Harapan itu bisa dimaklumi karena kita semua tahu lebih dari 60 persen pertumbuhan ekonomi Indonesia di pacu oleh sektor konsumsi rumah tangga.
Dengan kondisi pandemi Covid-19 seperti yang saat ini terjadi yang memaksa aktivitas dan mobilitas masyarakat dibatasi, konsumsi masyarakat pada bulan Ramadhan inj dipastikan akan jauh berkurang di banding tahun-tahun sebelumnya.
Dari sisi supply pun uang yang beredar akan drop jauh dari tahun sebelumnya, THR yang biasa dijadikan sebagai bumper untuk menjaga sisi supply pada saat inflasi Ramadhan terjadi, kini bagi sebagian besar pekerja THR itu menguap hilang seiring penurunan dan penutupan aktivitas ekonomi di Indonesia akibat pandemi Covid-19.
Bahkan Aparatur Sipil Negara (ASN) tak semua mendapatkan mendapatkan THR, hanya golongan I hingga III saja yang memperoleh THR. Itu pun tidak dalam jumlah penuh seperti tahun-tahun sebelumnya, hanya sebesar gaji pokoknya saja yang dibayarkan.
Akhirnya belanja konsumsi masyarakat akan menurun, ya ujungnya pertumbuhan ekonomi yang datangnya dari konsumsi rumah tangga itu kehilangan momentum untuk kemudian sirna ditelan Covid-19.

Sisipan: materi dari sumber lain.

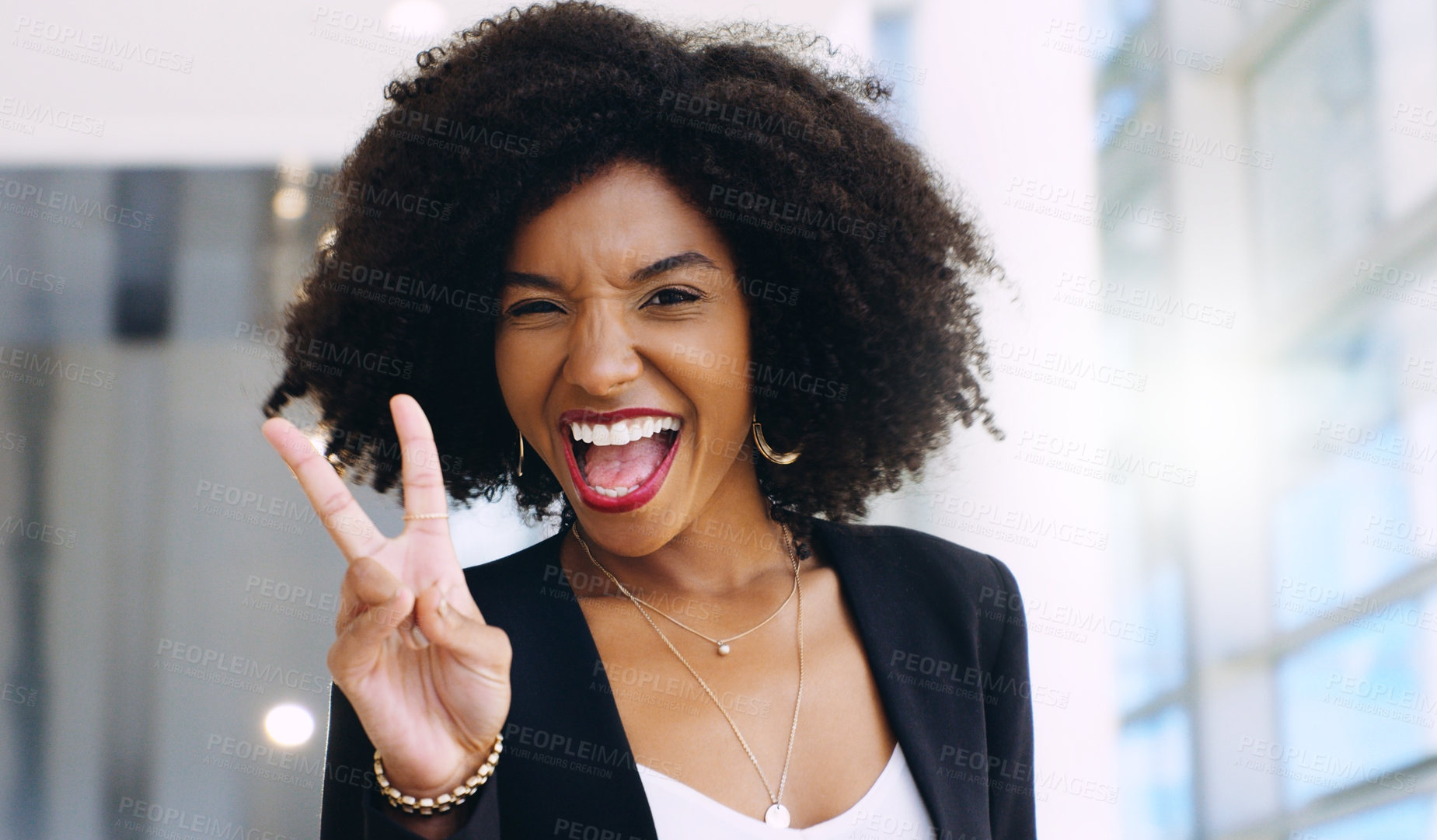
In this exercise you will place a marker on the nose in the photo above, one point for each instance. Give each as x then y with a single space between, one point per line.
601 350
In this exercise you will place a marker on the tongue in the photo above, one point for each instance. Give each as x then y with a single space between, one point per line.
627 465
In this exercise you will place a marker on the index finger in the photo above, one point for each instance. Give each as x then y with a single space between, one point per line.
420 467
348 526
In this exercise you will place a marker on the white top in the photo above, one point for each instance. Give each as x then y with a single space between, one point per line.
891 810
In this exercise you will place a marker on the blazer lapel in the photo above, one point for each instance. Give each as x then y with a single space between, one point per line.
568 769
900 615
568 764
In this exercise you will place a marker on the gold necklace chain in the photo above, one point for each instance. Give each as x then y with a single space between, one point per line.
722 643
776 814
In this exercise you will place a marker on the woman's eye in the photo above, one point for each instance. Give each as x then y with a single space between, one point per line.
671 296
532 308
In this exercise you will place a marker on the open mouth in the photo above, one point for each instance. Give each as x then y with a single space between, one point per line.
618 460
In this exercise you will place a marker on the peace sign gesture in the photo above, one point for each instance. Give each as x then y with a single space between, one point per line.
427 677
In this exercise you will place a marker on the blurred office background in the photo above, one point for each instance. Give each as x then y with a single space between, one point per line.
1216 367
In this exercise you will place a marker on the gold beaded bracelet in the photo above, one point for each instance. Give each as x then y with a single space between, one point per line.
428 806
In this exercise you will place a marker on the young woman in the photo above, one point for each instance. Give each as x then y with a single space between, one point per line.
689 295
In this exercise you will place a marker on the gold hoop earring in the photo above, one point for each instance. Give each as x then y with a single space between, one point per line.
768 451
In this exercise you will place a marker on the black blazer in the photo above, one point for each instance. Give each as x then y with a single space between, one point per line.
944 635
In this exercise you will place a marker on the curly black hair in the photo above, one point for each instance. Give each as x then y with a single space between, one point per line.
858 263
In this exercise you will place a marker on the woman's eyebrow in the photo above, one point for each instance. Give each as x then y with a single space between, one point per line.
638 276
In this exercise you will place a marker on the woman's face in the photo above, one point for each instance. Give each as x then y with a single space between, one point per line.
621 320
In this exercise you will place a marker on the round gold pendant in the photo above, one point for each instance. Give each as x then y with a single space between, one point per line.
776 816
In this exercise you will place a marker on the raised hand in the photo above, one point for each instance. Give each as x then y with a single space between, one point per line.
427 677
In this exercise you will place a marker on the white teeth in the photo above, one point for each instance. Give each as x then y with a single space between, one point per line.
621 433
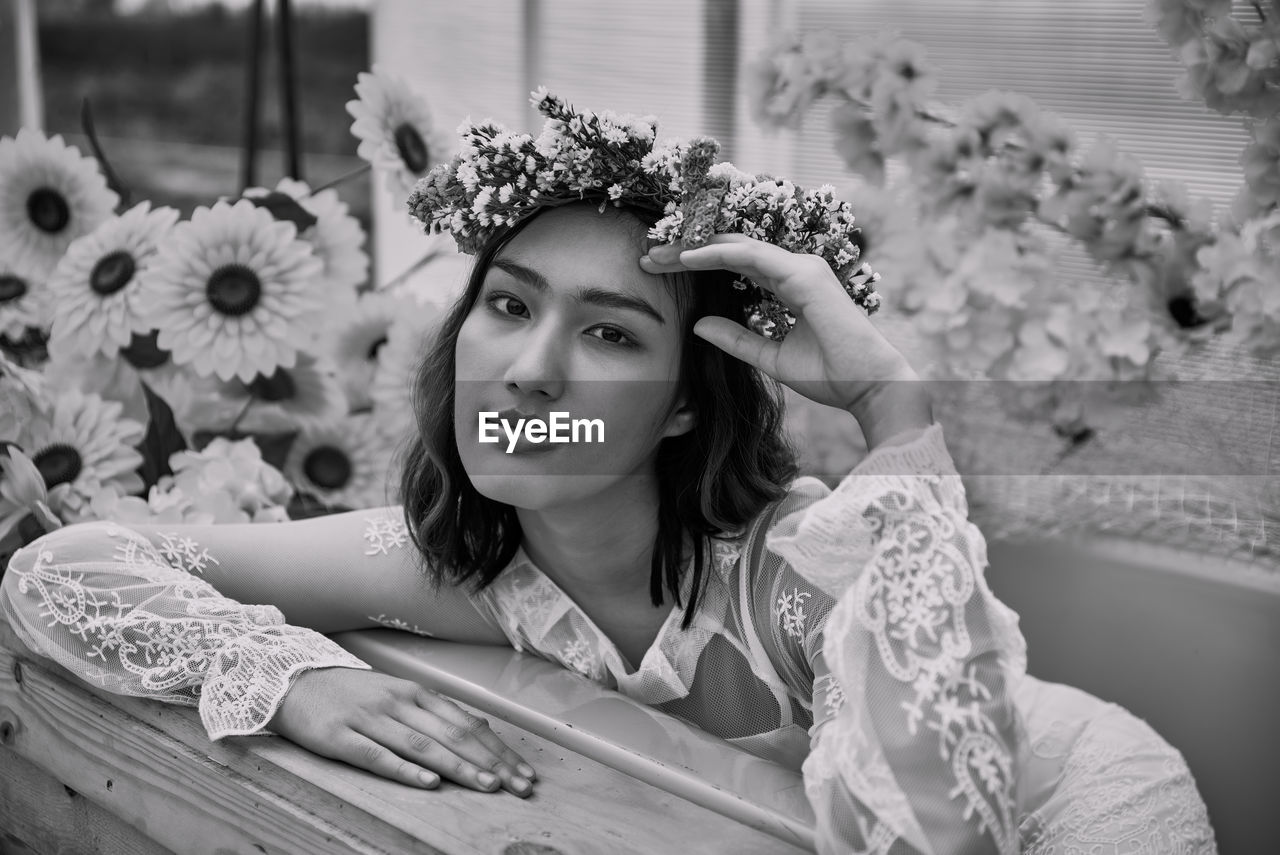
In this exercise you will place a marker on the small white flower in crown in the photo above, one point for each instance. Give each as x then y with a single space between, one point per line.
612 159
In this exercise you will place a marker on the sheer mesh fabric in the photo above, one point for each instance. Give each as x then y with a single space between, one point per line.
848 634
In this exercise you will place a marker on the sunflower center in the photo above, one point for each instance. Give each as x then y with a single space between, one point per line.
12 288
412 149
277 387
144 352
234 289
59 463
283 206
1183 309
49 210
112 273
328 467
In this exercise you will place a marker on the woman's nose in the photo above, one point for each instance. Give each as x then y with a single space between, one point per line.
538 365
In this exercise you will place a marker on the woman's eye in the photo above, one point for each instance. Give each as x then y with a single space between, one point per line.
520 309
613 335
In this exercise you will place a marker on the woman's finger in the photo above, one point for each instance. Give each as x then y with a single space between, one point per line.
466 735
442 757
366 753
740 342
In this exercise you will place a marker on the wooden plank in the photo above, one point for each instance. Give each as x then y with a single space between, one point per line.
41 814
264 786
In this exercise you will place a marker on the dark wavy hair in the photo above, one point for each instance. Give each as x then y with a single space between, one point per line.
712 480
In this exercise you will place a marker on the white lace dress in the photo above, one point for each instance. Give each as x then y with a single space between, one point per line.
849 634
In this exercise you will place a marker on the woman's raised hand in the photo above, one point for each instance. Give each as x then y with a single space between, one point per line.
835 355
398 730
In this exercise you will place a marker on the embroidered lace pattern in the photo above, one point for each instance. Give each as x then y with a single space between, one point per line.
848 634
142 625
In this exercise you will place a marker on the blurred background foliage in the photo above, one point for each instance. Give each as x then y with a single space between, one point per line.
178 142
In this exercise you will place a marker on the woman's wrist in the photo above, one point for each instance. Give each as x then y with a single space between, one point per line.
894 408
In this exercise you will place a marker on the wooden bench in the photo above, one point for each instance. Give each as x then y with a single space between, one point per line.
86 771
1185 641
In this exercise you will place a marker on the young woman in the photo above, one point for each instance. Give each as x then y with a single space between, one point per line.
845 632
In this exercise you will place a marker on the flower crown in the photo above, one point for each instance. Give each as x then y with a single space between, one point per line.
499 177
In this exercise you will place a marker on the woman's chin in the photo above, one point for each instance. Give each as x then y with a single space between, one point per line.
538 490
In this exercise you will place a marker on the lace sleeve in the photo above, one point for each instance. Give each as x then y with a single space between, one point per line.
105 603
915 731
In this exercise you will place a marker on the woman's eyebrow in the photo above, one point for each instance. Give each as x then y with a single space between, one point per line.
592 295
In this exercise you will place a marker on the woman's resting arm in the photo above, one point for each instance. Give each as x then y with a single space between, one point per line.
197 615
915 731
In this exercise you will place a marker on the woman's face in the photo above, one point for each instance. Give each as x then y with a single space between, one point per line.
566 321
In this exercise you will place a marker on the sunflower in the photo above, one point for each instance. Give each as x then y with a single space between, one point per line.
23 302
188 396
49 196
233 292
397 367
334 234
307 394
346 462
81 443
95 287
396 131
359 339
22 495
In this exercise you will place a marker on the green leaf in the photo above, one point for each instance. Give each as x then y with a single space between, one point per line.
163 439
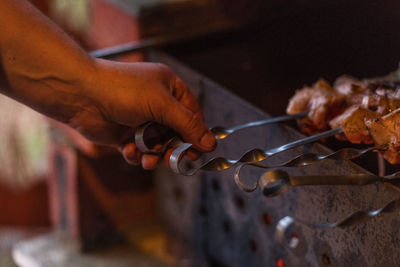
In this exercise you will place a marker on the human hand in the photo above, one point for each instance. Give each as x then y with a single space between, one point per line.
123 96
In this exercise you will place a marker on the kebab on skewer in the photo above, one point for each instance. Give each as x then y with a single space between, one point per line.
368 111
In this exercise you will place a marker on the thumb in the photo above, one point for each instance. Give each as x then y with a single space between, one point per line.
189 125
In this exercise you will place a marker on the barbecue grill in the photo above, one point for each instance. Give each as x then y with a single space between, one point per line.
209 219
221 225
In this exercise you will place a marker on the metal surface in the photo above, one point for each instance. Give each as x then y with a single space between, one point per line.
159 41
298 161
285 225
223 226
252 156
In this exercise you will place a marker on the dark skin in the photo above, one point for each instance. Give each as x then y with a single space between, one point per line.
105 101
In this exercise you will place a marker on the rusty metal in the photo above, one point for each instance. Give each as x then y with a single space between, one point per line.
276 182
285 225
217 219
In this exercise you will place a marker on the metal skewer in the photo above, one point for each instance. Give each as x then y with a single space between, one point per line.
218 132
299 161
252 156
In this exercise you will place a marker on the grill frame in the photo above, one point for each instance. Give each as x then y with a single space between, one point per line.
219 225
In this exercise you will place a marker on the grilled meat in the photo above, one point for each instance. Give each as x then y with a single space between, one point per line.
386 131
368 111
352 122
322 102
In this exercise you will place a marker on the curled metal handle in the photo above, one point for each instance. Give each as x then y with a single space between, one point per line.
285 225
281 182
219 132
252 156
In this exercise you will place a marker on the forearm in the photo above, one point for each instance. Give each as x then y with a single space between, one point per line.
40 65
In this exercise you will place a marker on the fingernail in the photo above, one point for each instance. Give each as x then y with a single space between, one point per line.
207 140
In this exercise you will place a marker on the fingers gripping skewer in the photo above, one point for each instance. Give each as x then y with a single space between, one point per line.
218 132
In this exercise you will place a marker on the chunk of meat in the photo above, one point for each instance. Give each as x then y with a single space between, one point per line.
321 101
353 124
386 131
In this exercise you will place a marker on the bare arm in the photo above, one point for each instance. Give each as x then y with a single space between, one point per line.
43 68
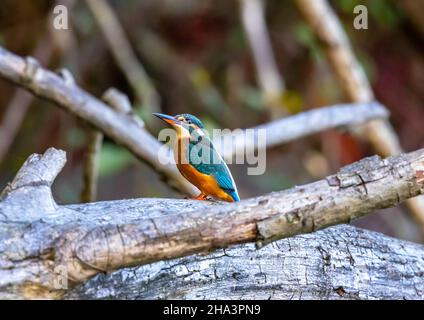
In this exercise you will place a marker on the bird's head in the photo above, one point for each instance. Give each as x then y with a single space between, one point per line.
182 122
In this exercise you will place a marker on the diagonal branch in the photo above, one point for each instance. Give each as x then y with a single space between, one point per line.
126 130
379 133
88 239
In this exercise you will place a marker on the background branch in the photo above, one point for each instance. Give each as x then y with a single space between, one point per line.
270 80
379 133
125 57
101 237
125 129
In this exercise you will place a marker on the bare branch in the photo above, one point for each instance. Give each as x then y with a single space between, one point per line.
91 238
271 82
301 125
380 134
119 127
124 55
127 131
91 164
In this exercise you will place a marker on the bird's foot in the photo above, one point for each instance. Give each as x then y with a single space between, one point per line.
201 196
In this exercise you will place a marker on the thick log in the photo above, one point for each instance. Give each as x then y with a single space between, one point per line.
341 262
46 249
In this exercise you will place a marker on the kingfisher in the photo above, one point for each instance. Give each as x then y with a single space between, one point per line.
198 161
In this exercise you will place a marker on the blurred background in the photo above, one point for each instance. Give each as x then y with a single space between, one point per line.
195 56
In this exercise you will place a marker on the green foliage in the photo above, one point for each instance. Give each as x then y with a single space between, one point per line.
251 97
305 36
383 12
113 159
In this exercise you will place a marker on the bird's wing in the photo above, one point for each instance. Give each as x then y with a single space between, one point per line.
207 160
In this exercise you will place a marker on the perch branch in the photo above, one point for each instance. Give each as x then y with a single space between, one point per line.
99 237
379 133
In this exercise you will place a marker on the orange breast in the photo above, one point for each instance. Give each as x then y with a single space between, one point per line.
206 184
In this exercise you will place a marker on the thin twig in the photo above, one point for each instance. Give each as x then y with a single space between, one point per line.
122 128
91 165
124 55
270 80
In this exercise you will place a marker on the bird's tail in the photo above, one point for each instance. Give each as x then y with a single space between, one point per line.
235 196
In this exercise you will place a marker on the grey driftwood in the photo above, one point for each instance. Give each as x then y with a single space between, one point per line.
170 248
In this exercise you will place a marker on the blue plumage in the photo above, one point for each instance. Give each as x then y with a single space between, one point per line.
203 156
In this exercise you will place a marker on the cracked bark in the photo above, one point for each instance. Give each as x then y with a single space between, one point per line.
37 236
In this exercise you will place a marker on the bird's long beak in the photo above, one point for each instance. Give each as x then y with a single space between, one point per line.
168 119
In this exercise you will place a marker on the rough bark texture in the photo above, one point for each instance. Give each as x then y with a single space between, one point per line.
341 262
37 236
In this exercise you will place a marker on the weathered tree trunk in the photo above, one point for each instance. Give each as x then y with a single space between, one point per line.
341 262
47 250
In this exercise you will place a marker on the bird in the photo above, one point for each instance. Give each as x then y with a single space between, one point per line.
198 161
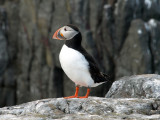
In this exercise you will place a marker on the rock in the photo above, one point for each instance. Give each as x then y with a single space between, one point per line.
84 109
137 86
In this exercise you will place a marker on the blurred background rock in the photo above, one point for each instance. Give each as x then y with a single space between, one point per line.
122 35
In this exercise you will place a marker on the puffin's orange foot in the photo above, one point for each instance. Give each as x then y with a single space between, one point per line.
71 97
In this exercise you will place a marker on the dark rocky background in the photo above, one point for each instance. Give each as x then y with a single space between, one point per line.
122 35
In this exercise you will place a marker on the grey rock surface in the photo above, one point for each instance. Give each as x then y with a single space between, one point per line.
137 86
93 108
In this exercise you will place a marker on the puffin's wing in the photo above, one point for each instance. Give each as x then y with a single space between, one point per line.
96 75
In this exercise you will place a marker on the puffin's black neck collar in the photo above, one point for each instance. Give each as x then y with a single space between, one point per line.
75 42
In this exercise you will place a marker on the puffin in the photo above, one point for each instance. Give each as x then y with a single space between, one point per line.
75 61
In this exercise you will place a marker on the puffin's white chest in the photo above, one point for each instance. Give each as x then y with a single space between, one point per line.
75 66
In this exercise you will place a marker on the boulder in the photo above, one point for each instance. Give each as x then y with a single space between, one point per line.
137 86
84 109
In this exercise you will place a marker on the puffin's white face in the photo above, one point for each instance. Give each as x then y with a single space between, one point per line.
65 33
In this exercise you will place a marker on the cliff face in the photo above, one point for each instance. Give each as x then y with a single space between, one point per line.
93 108
122 35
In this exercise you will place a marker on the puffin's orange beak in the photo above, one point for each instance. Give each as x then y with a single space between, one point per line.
58 35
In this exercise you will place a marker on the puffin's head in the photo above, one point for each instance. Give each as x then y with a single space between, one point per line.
66 33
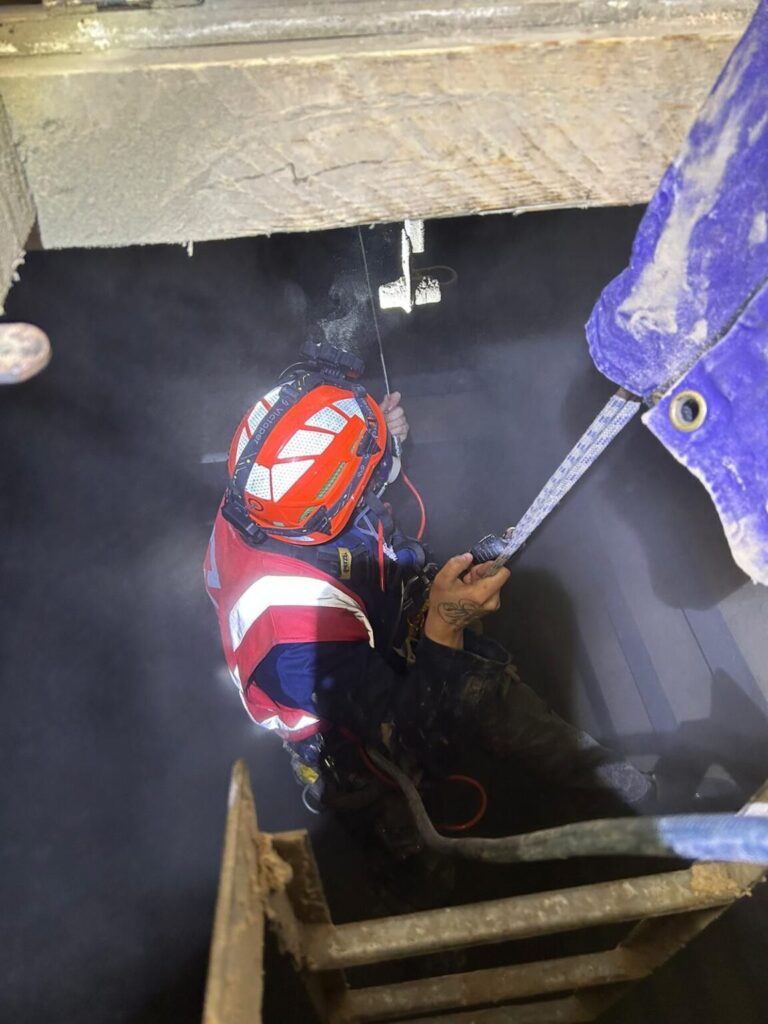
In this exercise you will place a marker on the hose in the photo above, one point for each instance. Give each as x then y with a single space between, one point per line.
690 837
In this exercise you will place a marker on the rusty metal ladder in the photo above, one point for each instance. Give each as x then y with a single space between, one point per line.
273 880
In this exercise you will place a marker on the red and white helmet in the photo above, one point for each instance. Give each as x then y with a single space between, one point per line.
300 461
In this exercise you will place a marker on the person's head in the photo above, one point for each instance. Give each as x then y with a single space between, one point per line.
302 458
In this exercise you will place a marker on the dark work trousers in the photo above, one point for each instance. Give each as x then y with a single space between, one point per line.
476 697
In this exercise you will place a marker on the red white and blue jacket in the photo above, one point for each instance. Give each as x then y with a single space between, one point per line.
298 642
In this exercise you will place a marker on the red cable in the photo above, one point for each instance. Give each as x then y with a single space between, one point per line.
479 813
422 508
464 825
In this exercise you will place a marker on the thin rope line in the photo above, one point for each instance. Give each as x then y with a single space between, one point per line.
373 310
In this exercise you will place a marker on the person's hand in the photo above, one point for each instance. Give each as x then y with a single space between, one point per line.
455 602
394 416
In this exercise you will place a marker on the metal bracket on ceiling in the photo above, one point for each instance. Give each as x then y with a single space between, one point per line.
99 5
414 288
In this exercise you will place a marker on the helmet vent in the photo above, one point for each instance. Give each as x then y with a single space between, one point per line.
350 407
305 442
328 420
258 482
257 415
285 474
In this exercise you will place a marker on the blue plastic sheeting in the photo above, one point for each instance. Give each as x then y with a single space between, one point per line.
693 286
729 452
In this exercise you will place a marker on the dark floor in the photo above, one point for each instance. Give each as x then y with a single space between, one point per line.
119 723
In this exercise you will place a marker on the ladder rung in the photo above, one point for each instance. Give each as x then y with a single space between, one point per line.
331 947
495 985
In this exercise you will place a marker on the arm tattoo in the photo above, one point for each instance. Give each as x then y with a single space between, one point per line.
459 613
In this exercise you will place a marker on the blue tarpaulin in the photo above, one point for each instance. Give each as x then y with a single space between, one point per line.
690 312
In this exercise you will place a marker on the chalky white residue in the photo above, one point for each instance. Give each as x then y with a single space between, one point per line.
653 302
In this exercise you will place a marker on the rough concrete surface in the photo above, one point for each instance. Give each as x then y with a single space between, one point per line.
120 725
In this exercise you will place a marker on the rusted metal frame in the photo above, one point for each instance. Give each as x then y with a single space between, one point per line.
235 973
656 940
306 898
571 1010
700 887
496 985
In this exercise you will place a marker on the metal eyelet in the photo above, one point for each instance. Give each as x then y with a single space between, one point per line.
688 411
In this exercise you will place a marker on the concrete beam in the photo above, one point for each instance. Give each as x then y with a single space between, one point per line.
233 119
16 209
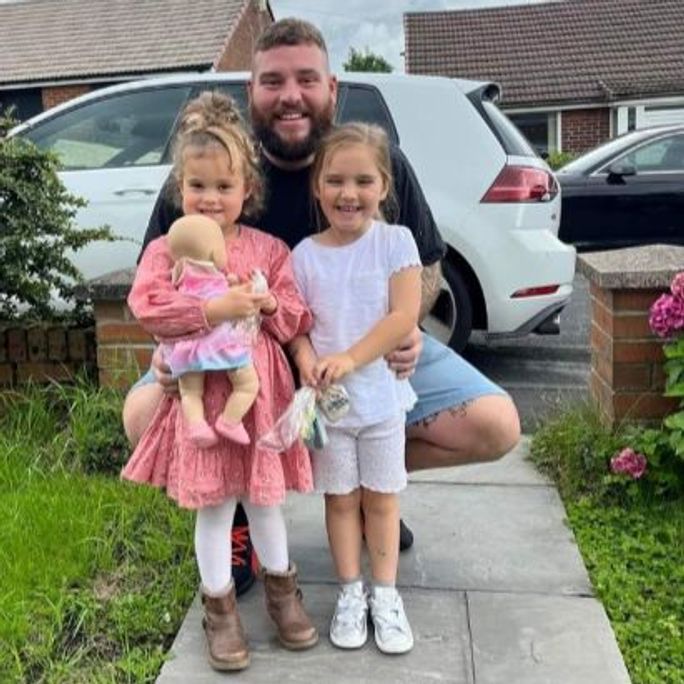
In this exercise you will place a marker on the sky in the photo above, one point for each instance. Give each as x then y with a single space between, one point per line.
366 24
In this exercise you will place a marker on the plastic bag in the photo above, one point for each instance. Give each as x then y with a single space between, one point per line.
295 423
303 420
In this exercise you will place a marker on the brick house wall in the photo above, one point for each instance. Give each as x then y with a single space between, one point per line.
237 53
584 129
42 353
55 95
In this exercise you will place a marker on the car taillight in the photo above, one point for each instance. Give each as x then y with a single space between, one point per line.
522 184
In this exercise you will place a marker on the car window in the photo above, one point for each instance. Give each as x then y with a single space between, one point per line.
364 103
236 90
128 129
664 154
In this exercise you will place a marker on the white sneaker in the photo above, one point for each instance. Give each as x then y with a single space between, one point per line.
349 626
392 630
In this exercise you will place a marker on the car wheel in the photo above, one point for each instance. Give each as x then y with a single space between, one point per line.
451 318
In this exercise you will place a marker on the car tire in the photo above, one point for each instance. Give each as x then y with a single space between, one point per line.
451 318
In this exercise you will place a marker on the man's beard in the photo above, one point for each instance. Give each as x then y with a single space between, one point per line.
291 151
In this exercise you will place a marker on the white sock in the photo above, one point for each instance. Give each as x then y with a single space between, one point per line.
213 546
269 536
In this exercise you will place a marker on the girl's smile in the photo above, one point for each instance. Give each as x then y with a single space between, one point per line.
350 190
210 187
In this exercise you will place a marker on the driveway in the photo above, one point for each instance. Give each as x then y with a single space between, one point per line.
541 372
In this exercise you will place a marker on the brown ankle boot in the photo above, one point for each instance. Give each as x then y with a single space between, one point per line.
284 605
225 637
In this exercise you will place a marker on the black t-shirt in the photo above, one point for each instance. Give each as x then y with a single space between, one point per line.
290 211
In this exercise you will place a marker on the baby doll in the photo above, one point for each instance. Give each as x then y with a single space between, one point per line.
198 249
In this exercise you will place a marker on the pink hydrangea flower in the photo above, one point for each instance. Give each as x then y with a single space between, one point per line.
667 315
677 286
629 462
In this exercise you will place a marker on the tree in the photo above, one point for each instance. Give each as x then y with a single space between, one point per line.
366 61
37 229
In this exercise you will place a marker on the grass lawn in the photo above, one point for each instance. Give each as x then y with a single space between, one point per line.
95 574
632 544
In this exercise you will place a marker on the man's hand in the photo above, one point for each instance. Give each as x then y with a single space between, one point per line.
162 373
404 358
332 368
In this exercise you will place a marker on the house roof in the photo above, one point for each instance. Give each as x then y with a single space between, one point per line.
45 40
567 51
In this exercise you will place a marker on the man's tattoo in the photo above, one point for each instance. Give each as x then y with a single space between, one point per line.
431 284
460 411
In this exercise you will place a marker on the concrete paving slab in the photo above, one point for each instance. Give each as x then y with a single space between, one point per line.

Belanja pemerintah  dalam APBN yang menggunakan pola counter cyclical berusaha menjaga agar pertumbuhan kondisi ini dengan berbagai  belanja terutama untuk kebutuhan penanganan Covid-19.
Pemerintah me re-alokasi seluruh anggaran-anggaran yang tak terlalu penting pada penanganan Covid-19, tak kurang dari Rp.405,1 triliun di anggarkan untuk ini.
Dan Rp.110 triliun diantaranya akan digunakan untuk jaring pengaman sosial dengan bantuan sosial  tunai maupun bahan pokok.
Sebetulnya apa yang dilakukan pemerimtah ini selain untuk menolong warga miskin dan menjaga daya beli mereka, juga dilakukan untuk menjaga pertumbuhan ekonomi.
Karena dalam pola  fiskal counter cyclical biasanya ketika belanja masyarakat turun, maka belanja pemerintah akan naik.
Namun sepertinya mustahil kita berharap banyak pertumbuhan ekonomi akan terjadi pada Ramadhan tahun ini.